2. The method according to claim 1, wherein said first substrate polypeptide comprises a DUF2121 recognition motif.
3. The method according to claim 2, wherein during step (i) said polypeptide comprising an N-terminal DUF2121 domain cleaves said DUF2121 recognition motif comprised in said first substrate polypeptide into said partial N-terminal DUF2121 recognition motif comprised in said first cleavage product and a partial C-terminal DUF2121 recognition motif comprised in said second cleavage product, thereby producing said first cleavage product and said second cleavage product.
4. The method according to any one of claims 1 to 3, wherein said first cleavage product is the C-terminal cleavage product of said first substrate polypeptide, and wherein said second cleavage product is the N-terminal cleavage product of said first substrate polypeptide.

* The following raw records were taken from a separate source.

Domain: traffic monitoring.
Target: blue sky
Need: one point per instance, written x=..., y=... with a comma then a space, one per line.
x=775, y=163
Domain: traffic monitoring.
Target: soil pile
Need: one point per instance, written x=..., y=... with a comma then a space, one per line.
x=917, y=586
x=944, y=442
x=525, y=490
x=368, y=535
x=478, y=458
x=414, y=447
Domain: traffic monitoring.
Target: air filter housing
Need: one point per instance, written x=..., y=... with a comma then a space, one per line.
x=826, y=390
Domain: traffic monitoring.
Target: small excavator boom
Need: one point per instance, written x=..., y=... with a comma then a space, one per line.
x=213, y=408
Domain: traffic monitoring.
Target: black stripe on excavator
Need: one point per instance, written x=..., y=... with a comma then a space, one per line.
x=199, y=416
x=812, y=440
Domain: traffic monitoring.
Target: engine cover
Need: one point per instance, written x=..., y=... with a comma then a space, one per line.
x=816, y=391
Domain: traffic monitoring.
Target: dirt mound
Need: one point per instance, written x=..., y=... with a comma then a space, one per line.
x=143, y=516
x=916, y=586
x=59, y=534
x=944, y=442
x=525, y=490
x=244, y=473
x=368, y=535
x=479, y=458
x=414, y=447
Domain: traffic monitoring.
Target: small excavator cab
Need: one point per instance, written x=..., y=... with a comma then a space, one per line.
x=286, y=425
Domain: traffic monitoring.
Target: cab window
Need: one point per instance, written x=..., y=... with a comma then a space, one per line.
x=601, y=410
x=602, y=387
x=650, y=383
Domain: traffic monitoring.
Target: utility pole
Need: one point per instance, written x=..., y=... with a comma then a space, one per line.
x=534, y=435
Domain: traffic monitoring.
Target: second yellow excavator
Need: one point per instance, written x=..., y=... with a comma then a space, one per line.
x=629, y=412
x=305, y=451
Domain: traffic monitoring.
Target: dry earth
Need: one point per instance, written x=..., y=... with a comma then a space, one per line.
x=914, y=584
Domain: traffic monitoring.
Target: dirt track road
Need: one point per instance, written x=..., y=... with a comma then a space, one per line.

5. The method according to any one of claims 1 to 4, wherein said second cleavage product comprises a partial C-terminal DUF2121 recognition motif.
6. The method according to any one of claims 1 to 5, wherein the N-terminal amino acid of said first cleavage product and the N-terminal amino acid of said second substratepolypeptide are selected from proline, alanine, cysteine, serine, valine, tryptophan, methionine, glycine, leucine, phenylalanine, isoleucine, aspartate, glutamate, histidine, asparagine, glutamine, tryptophan, or tyrosine and wherein said N-terminal amino acid of said first cleavage product and said N-terminal amino acid of said second substrate polypeptide are not identical, and / or wherein the N-terminal amino acid of said first cleavage product and the N-terminal amino acid of said second substrate polypeptide are selected from proline, alanine, cysteine, serine, valine, and wherein said N-terminal amino acid of said first cleavage product and said N-terminal amino acid of said second substrate polypeptide not identical, and / or wherein the N-terminal amino acid of said first cleavage product and the N-terminal amino acid of said second substrate polypeptide are selected from proline, alanine, and wherein said N-terminal amino acid of said first cleavage product and said N-terminal amino acid of said second substrate polypeptide are not identical.
7. The method according to any one of claims 1 to 6, wherein in step (ii) said partial N- terminal DUF2121 recognition motif is modified by one or more enzyme(s) and / or one or more chemical(s), preferably an enzyme or a chemical, preferably wherein said modifying enzyme to be employed in step (ii) is selected from the group consisting of a peptidase and an N-acetyltransferase.
8. The method according to claim 7, wherein said modifying enzyme to be employed in step (ii) has substrate specificity to the N-terminal amino acid residue of said first cleavage product, and / or wherein the N-terminal amino acid residue of said second substrate polypeptide is not a substrate for said modifying enzyme to be employed in step (ii).
9. The method according to any one of claims 1 to 8, wherein the partial N-terminal DUF2121 recognition motif of said second substrate polypeptide comprises the amino acid sequence XGA or XAA, preferably XGA, wherein X is the N-terminal amino acid of said second substrate polypeptide and is as defined in claim 6.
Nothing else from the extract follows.